Rob's experience building simple, intuitive, integrated applications for the small screen at Go Corp and Palm means he is intimately familiar with what we're trying to accomplish with our "small page" approach to personal productivity (and we don't have all that pesky handwriting recognition to worry about). While he's never needed to ask why we're building Stikkit, Rob is never shy about asking how we mean do it.
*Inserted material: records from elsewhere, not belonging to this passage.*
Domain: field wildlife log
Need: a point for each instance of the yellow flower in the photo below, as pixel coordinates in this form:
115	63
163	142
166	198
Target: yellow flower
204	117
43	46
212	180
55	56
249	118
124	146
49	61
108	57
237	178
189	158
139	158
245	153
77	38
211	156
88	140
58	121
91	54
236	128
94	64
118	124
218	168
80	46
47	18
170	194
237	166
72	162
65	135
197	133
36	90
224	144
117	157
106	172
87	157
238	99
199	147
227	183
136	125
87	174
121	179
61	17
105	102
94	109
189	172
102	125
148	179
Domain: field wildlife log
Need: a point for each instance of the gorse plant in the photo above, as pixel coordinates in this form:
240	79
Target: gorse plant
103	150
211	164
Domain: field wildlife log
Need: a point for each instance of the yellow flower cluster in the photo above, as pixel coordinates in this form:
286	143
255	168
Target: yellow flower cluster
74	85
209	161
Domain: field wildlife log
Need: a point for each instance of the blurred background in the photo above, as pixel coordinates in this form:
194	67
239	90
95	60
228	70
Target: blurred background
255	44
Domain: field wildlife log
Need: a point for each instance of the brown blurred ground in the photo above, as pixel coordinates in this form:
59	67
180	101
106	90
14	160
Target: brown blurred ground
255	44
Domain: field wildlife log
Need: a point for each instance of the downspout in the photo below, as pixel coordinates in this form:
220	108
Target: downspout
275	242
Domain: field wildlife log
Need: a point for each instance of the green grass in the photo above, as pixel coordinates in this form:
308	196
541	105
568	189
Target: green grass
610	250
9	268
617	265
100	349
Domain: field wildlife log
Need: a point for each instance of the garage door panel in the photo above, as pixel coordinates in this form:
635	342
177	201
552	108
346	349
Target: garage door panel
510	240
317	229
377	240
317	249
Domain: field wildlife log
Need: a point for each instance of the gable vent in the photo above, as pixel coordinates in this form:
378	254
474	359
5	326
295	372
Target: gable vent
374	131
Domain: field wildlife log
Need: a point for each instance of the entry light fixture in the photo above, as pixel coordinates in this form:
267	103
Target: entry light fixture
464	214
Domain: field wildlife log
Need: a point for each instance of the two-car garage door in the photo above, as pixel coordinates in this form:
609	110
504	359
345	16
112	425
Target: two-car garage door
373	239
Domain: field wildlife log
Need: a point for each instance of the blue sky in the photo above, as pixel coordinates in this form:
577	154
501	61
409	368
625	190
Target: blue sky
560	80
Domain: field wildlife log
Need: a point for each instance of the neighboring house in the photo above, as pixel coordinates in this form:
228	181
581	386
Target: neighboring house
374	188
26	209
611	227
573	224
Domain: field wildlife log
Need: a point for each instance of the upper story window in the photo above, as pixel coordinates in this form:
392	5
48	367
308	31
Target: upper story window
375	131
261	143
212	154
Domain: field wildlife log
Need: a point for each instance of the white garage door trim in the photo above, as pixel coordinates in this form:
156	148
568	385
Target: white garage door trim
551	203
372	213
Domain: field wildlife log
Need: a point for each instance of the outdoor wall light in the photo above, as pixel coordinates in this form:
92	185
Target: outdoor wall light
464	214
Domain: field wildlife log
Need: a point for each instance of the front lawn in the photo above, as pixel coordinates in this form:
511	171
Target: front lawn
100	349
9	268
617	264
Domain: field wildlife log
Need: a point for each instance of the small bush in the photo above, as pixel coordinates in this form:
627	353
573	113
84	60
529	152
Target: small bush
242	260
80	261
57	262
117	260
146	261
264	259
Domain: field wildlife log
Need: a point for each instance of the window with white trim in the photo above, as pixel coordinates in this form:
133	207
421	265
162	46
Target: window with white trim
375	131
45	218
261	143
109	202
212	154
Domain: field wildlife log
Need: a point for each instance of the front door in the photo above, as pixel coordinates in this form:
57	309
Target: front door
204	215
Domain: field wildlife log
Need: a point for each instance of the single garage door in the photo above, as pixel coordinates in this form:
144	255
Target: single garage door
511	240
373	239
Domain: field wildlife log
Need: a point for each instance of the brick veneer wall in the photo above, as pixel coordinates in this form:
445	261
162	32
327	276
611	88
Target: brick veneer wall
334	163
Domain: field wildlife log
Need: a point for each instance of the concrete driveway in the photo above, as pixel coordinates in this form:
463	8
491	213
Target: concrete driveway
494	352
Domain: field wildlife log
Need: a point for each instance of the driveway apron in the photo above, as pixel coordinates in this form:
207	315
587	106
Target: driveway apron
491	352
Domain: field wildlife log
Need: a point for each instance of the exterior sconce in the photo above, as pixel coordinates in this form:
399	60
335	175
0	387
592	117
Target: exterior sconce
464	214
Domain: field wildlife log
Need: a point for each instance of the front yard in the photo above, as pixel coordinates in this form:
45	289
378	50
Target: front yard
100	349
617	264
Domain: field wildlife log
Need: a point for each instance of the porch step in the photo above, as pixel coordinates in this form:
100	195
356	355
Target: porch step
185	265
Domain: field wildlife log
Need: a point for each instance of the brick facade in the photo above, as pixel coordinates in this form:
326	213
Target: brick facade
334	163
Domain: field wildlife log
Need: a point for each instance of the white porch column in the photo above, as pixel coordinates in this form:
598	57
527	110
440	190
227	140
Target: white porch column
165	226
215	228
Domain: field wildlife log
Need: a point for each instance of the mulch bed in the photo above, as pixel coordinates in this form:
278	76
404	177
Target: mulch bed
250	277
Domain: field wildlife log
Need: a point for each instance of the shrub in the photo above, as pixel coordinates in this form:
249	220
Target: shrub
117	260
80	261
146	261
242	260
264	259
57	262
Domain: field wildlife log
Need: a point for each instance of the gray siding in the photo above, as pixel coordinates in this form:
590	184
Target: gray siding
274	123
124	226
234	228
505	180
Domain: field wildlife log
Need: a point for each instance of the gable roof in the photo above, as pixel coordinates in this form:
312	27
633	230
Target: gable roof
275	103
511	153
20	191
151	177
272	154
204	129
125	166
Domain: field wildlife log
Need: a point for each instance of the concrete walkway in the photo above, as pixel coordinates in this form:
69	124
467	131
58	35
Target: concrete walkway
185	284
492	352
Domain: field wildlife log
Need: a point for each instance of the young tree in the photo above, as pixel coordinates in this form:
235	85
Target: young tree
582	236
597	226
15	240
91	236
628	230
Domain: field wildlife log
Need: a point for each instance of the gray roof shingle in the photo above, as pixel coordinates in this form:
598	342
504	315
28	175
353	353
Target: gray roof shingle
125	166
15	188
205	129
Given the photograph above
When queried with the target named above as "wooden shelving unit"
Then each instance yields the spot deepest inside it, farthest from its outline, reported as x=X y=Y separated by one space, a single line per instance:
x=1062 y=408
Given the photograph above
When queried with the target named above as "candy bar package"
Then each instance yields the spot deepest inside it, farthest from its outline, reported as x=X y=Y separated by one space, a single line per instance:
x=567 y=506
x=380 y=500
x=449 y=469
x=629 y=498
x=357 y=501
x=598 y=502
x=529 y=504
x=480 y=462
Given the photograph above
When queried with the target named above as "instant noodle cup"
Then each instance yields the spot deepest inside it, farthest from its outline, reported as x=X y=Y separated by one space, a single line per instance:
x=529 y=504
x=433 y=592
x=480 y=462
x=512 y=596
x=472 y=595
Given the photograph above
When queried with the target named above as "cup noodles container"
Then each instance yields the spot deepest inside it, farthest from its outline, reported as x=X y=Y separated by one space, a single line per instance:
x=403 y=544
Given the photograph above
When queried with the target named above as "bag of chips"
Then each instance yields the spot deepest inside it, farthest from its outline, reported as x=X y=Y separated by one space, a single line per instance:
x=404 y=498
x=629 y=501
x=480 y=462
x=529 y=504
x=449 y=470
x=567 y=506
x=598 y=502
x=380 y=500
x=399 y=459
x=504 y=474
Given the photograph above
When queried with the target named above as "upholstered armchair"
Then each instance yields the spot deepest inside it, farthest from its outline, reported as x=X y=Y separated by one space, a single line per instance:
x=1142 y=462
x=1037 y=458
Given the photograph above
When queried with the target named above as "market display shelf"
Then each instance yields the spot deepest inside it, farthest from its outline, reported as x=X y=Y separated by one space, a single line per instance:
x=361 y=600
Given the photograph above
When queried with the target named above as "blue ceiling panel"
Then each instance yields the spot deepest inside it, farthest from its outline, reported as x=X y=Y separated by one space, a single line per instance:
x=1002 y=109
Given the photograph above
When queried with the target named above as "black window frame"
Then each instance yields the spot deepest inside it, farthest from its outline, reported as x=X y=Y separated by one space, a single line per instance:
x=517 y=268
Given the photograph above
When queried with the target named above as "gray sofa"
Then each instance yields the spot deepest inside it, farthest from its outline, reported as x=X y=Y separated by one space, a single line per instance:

His active, engaged participation, strong business focus, and expectation of at least deep thought if not absolute answers to the tough questions has meant a lot to me over the past months and I welcome his continuing that role in an official capacity as a member of our board. (Not to mention his irreverent sense of humor and devilish grin–as seen on Flickr.)

(I've previously referred to Rob in this blog as "one of the early sausage makers" behind the scenes in Jerry Kaplan's Startup: A Silicon Valley Adventure, the book that started me on this entrepreneurial path back in 1994.)

Rob and First Round join our already stellar group of Silicon Valley- and Portland, Oregon-based angels brimming with encouragement, inspiration, and just the right mix of hands-on and light touch.